Des écrivains unis contre le crime dans un seul roman

Clément Solym - 05.07.2011

Edition - Les maisons - polar - deaver - policier


Le polar Pas de repos pour les morts (No rest for the Dead) écrit par pas moins de Vingt-six écrivains, est publié aujourd’hui aux Etats-Unis par les éditions Simon & Schuster.

Andrew Gulli, le directeur du magazine The Strand spécialisé dans le polar, est à l’origine du projet. Il explique à Reuters :
« J’ai eu l’idée d’une femme qui serait condamnée pour un crime qu’elle n’aurait pas commis (…) j’ai donc écrit un prologue que j’ai remis au premier écrivains puis lui et les autres ont commencé à écrire ».
Chaque chapitre est le fait d’un auteur.
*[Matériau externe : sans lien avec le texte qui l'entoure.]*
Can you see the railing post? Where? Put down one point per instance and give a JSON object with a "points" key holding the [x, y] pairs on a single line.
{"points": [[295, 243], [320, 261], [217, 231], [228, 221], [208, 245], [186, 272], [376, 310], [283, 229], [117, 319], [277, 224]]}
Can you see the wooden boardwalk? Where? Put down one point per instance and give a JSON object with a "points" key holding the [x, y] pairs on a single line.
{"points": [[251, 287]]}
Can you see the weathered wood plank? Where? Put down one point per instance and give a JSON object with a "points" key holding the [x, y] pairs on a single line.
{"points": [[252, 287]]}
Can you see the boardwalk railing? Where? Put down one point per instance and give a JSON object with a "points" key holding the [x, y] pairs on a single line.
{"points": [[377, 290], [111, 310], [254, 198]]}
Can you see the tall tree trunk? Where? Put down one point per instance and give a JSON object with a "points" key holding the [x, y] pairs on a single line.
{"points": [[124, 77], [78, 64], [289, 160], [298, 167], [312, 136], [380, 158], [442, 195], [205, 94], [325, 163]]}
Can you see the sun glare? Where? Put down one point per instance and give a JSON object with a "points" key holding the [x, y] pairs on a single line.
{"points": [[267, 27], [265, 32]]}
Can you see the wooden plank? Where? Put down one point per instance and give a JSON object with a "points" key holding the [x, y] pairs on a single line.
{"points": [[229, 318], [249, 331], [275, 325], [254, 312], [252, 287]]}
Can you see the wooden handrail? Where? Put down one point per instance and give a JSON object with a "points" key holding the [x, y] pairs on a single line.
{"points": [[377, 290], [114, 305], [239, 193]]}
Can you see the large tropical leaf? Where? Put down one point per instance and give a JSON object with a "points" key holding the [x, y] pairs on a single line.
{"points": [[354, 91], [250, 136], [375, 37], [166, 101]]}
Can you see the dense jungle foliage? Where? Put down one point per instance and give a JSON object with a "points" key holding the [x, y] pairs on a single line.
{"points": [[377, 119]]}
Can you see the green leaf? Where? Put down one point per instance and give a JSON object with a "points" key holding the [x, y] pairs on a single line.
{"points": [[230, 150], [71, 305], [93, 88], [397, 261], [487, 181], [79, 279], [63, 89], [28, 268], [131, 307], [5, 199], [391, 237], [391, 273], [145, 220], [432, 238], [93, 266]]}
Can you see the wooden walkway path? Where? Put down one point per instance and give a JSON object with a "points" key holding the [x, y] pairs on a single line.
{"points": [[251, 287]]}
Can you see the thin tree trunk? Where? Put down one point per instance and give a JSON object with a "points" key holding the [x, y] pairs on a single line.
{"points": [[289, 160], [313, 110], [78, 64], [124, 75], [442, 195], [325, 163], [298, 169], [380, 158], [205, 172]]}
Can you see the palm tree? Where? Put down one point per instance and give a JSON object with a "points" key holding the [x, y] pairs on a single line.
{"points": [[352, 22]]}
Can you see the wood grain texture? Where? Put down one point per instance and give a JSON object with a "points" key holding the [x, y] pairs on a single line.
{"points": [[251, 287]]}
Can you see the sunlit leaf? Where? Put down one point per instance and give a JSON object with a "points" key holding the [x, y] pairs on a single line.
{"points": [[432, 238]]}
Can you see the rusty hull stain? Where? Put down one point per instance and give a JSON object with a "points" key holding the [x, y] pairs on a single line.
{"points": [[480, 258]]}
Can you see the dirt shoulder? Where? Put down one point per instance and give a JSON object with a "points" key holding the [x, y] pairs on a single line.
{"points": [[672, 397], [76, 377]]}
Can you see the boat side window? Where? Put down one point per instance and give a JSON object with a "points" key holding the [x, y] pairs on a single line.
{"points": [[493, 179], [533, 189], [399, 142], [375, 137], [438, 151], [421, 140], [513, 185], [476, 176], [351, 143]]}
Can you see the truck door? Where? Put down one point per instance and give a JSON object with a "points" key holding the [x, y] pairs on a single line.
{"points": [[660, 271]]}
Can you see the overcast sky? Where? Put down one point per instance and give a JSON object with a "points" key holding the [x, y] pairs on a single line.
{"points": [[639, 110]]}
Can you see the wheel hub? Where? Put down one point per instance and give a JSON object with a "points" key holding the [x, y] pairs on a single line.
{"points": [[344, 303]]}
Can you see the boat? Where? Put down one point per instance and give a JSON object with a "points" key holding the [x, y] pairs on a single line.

Andrew souhaitait en premier lieu que douze auteurs participent à l’élaboration du roman, mais le produit final ne fut pas satisfaisant en matière de cohérence et il dut alors inviter plus d’écrivains jusqu’à atteindre une histoire consistante.


Parmi les vingt-six écrivains, il faut compter le romancier Jeffery Dear, connu pour les enquêtes de son héros Lincoln Rhyme et le nouveau roman sur James Bond « Carte blanche », ainsi que Alexander McCall Smith et Kathy Reichs.

Andrew Gulli est enthousiaste quant à l’originalité du projet : « Si vous additionnez le nombre d’écrivains qui ont participé à ce livre, vous trouverez qu’ils ont vendu au total des centaines de millions de livres (…) dans l’histoire de l’édition, rien de tel ne s’est jamais produit ».

« Pas de paix pour les morts » est l’histoire du détective Jon Nunn, qui tente d’aider une femme accusée du meurtre de son mari, le conservateur du musée de San Francisco. Après que l’affaire est classée dix ans plus tard, il reste convaincu de l’innocence de Rosemary, malgré qu’elle ait déjà été condamnée à mort et exécutée. Jon décide alors de rassembler tous ceux qui étaient présents la nuit ou Christopher Thomas est mort. Il finira par découvrir la vérité petit à petit, en interrogeant les suspects un par un.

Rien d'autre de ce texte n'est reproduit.